Saturday, September 22, 2012

Fortunately, there is a proven solution: local Internet exchange points (IXPs). With a local IXP, for example, the portion of network traffic that travels from one point in Trinidad, through the United States or other nations, and back to another point in Trinidad can be reduced. This brings four key benefits to Internet users and businesses.

Reducing export of capital

Local IXPs reduce networks’ ongoing operational costs by reducing reliance on costly international data transit. These cost savings will flow to local Internet users, and unnecessary export of capital will be reduced.

A local IXP increases the amount of bandwidth available to local users by providing high-speed domestic links. This mitigates networks’ bandwidth shortages and reduces networks’ incentives to impose bandwidth throttling and usage caps. Local IXPs reduce network latency by favoring shorter and more direct routes.
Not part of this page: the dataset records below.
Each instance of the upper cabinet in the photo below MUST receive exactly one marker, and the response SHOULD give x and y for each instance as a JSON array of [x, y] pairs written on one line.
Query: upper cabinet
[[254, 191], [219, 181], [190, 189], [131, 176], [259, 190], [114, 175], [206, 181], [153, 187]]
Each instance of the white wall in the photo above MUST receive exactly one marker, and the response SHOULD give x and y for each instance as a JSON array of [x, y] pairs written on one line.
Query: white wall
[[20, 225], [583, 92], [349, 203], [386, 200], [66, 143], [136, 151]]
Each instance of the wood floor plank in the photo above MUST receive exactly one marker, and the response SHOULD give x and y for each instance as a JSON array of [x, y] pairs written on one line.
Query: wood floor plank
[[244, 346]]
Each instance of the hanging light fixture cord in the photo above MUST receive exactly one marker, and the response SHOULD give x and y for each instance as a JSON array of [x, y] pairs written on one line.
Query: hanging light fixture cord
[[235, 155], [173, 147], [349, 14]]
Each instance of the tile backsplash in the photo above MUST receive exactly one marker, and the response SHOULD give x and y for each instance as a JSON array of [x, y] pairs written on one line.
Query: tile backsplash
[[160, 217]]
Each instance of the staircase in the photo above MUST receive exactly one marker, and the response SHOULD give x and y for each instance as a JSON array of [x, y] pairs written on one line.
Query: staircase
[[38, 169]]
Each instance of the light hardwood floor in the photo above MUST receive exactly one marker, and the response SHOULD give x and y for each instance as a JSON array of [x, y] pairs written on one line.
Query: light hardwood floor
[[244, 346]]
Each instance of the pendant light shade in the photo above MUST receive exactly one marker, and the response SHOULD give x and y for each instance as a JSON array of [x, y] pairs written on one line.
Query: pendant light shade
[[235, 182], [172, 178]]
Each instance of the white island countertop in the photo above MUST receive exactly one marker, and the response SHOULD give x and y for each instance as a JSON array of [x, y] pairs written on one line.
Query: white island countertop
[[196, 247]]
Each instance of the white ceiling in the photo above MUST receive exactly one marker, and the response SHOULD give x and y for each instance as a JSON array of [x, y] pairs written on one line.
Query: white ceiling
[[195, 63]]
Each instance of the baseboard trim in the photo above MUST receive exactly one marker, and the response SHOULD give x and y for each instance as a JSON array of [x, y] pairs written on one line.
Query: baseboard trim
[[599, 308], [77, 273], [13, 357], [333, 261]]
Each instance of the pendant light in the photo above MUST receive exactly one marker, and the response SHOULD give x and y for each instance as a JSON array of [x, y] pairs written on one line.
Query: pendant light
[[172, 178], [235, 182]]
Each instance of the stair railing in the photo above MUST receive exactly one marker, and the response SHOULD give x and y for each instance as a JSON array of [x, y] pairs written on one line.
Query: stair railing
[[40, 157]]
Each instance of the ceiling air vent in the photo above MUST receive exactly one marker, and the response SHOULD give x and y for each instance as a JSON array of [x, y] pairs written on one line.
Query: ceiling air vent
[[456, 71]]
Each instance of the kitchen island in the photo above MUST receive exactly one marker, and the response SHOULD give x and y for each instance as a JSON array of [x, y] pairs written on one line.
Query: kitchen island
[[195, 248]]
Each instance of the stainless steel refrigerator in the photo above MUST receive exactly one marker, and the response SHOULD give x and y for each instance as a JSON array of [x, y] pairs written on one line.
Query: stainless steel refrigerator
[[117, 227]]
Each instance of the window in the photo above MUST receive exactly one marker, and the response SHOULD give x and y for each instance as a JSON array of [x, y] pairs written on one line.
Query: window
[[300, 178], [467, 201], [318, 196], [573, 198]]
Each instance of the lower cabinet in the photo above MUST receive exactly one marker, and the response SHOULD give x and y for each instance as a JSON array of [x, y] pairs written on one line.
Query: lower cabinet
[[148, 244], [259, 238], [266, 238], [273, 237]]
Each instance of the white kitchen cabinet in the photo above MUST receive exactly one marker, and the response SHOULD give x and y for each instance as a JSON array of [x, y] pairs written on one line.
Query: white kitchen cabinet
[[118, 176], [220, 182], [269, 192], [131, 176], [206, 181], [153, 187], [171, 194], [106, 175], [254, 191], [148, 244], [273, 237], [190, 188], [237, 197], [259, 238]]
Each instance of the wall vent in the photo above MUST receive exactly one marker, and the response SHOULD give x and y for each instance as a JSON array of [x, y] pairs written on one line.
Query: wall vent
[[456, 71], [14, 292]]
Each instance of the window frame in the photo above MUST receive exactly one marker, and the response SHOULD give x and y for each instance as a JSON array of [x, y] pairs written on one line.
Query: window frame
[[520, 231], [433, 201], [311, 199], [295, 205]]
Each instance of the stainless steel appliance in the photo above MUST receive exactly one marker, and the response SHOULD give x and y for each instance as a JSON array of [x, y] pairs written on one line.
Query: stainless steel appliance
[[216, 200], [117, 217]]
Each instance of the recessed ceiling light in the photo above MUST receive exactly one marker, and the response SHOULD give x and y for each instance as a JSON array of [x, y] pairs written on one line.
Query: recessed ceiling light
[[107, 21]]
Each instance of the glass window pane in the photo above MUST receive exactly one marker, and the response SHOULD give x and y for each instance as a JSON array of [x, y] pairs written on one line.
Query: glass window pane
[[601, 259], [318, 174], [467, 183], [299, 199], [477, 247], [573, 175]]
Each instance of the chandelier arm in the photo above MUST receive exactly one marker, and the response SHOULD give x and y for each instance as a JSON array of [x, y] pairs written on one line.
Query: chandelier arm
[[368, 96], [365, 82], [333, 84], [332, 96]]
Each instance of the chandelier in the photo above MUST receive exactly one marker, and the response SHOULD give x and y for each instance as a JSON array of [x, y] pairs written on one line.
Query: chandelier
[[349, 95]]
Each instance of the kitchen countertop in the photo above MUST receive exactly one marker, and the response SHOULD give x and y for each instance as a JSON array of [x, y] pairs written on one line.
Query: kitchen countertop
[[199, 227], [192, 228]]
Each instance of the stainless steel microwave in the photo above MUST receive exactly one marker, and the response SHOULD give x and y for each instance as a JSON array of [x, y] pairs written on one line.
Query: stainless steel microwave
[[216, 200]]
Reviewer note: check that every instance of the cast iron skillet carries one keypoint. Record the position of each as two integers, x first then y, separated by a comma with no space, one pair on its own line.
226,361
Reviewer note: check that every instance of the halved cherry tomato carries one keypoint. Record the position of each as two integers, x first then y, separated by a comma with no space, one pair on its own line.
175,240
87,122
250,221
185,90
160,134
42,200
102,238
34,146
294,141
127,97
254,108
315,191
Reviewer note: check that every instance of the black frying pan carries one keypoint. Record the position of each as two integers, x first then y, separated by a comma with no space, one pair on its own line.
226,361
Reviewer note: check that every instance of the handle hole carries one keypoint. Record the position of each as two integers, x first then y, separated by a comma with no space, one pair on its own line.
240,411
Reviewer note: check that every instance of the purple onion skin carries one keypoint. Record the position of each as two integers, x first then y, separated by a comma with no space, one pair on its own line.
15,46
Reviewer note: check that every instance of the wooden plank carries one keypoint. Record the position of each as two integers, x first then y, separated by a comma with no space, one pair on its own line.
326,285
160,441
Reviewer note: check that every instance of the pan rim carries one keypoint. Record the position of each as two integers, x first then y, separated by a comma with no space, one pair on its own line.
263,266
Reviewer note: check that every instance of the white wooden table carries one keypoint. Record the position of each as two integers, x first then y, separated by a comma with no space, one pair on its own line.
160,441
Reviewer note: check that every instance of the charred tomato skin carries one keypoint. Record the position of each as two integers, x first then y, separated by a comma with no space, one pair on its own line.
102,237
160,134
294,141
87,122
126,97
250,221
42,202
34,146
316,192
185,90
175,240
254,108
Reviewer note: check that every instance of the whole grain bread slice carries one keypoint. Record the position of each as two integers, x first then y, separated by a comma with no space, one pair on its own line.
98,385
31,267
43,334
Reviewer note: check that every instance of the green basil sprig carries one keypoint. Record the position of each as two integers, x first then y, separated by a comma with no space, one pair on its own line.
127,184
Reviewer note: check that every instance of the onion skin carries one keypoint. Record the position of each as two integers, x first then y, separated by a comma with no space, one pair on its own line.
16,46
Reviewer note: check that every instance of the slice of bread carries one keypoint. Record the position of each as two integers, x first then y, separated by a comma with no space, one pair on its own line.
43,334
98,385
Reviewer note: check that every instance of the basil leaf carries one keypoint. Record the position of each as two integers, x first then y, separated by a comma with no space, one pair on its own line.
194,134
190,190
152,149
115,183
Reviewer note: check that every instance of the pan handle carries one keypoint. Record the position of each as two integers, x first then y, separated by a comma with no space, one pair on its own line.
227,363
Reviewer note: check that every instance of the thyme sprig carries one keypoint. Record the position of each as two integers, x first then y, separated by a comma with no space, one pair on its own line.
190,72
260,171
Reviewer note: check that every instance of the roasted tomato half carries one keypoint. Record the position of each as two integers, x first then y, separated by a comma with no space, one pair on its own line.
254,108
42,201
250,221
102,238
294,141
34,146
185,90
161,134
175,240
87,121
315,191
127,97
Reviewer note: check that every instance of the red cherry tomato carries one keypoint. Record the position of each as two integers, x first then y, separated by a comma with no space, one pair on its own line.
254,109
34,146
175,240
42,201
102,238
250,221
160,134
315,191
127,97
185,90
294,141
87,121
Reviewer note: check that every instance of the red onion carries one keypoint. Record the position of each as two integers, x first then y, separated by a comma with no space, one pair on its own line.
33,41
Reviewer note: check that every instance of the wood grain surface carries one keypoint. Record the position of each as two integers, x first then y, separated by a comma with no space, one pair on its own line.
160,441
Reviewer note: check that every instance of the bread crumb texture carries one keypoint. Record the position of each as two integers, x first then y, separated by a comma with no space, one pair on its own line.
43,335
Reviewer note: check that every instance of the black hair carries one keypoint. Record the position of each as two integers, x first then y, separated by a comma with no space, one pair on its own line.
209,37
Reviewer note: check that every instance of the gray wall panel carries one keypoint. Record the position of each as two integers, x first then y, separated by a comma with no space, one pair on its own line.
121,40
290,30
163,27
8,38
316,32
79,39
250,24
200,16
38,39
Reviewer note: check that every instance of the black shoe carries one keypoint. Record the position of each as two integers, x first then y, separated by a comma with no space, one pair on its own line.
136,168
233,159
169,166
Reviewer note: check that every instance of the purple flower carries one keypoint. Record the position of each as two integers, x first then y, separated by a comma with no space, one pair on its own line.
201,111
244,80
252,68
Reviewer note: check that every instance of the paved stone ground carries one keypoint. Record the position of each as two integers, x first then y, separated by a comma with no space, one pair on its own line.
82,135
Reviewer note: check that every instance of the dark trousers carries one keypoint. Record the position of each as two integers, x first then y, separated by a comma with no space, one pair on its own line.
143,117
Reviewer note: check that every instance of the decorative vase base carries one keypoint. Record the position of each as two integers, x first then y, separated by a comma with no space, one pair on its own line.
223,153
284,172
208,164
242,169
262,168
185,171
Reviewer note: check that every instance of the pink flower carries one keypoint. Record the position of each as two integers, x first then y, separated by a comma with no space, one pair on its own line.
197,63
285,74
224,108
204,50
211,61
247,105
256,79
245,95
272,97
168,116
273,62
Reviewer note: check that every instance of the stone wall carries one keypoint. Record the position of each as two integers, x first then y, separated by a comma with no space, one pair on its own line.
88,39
This improves the performance of services like, video, gaming, data backup and cloud-based applications and creates an incentive for local business to provide these services to their customers. A local IXP reduces the risk of data becoming subject to foreign laws and practices by allowing local Internet traffic to remain in country as much as possible and as often as possible.

Ongoing efforts by the Caribbean Telecommunications Union (CTU), the Caribbean Network Operators Group (CaribNOG), Packet Clearing House (PCH), the Internet Society (ISOC) and other regional and international organizations to raise awareness of the role of IXPs, are slowly bearing fruit.

National IXPs are now active in Curaçao, the British Virgin Islands, Grenada, Haiti and St Maarten. Dominica and the Federation of St Kitts and Nevis are close to launching their own exchanges.

Meanwhile, Trinidad & Tobago, St Lucia, Suriname and now, Barbados, have set up working groups to advance the process. This is welcome news for Internet development in the Caribbean. It is also consistent with recent moves in other developing and developed regions to proliferate Internet exchange points.